Whoa, I tripled the size of the loop, but it executes in only a fraction more of the time. Is the cpu really able to look ahead all of the way to the next block and rename the xmm2 and xmm3? This is quite shooking to me - I had no idea it could look so far ahead. In this case, the interaction between the blocks is more important than the length of the blocks.

It was also very surprising to me to learn about this, so in the code there are these three blocks, using 3 points = 3 x 2 = 6 registers and the left over 2 registers for auxiliary, each block 2 different point registers. It seems that the C2D can arrange and perform these kind of code sequences so much better. The loop unroling itself (4 times this 3 points block) doesn't help so much, it's the block itself doing the magic.

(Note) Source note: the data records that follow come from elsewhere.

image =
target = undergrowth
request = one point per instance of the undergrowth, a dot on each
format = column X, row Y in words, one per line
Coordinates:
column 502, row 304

The performance gain on other/older CPU's, isn't that big, you see this at the performace gain graphs on page 14 of the thread, where I measured that in comparison to my first totally unoptimized single block, no loop unroling, no different exits code, etc.

16 Oct 2009, 15:41

tthsqe

Joined: 20 May 2009
Posts: 767

tthsqe 17 Oct 2009, 03:12

Kuemmel,
If you are looking for another benchmarking idea, I think seeing how fast one can solve a few hundred thousand sudokus would be an interesting challenge - it really tests the integer/branching unit. Would you be up for this?

17 Oct 2009, 03:12

Kuemmel

Joined: 30 Jan 2006
Posts: 200
Location: Stuttgart, Germany

Kuemmel 17 Oct 2009, 06:25

...sounds interesting...I was thinking about some 2D-Image transformation algorithms to benchmark, so a combination of FPU/SSE2 and memory access. Especially to cover memory access in a kind of "real world" thing with multi CPU and how it scales would be interesting I think...I guess the sudoku would do it without much memory access, or ?

17 Oct 2009, 06:25

tthsqe

Joined: 20 May 2009
Posts: 767

tthsqe 17 Oct 2009, 19:59

Oh, ok. It just that I have been trying to make one, and I would like to push the limits in much the same way as your Mandelbrot benchmark pushes the limits, but it looks like I don't know these cpus well enough to do it quite right.
The integer part of SSE can be used and multi cores can be ulilized. But, even for the hardest 16x16 sudokus that require a lot of backtracking, I don't see using over 1 megebyte. Did you have more in mind?

17 Oct 2009, 19:59

Kuemmel

Joined: 30 Jan 2006
Posts: 200
Location: Stuttgart, Germany

Kuemmel 18 Oct 2009, 16:00

...actually didn't think about how much mem would be usefull, but 1 MByte should okay, could lead to interesting results, as I think AMD uses non shared and C2D shared L2 cache, at least should be bigger than L1 cache...anyway, may be you can start a new thread and post your example code or a C-code of the algoritm ?

18 Oct 2009, 16:00

tthsqe

Joined: 20 May 2009
Posts: 767

tthsqe 18 Oct 2009, 17:15

Sure. I started a tread Projects and Ideas > fast sudoku solver in windows a while ago. I will post the code and algorithm in a few days.

18 Oct 2009, 17:15

tthsqe

Joined: 20 May 2009
Posts: 767

tthsqe 04 Nov 2009, 07:27

Kuemmel,
Could fpu code ( I mean the fld, fstp, fmul,...) benifit in the same way as the sse code did from the loop unrolling. That is, is the fpu unit pipelined and capable of out of order execution? I would say that being stack based would make these predictions very difficult and that this is probibly not implemented, but I'm not sure....

04 Nov 2009, 07:27

rugxulo

Joined: 09 Aug 2005
Posts: 2341
Location: Usono (aka, USA)

rugxulo 04 Nov 2009, 17:59

Not sure if / when FPU is out-of-order (if so, not until 686+ perhaps), but I know the FPU became fully pipelined with Intel's Pentium 1. This is why the FDIV bug appeared, because they heavily optimized it to be (at best) 5x faster. Also why Cyrix 6x86 didn't run Quake nearly as well as Intel's cpus.

04 Nov 2009, 17:59

Kuemmel

Joined: 30 Jan 2006
Posts: 200
Location: Stuttgart, Germany

Kuemmel 06 Nov 2009, 16:26

tthsqe wrote:

Kuemmel,
Could fpu code ( I mean the fld, fstp, fmul,...) benifit in the same way as the sse code did from the loop unrolling. That is, is the fpu unit pipelined and capable of out of order execution? I would say that being stack based would make these predictions very difficult and that this is probibly not implemented, but I'm not sure....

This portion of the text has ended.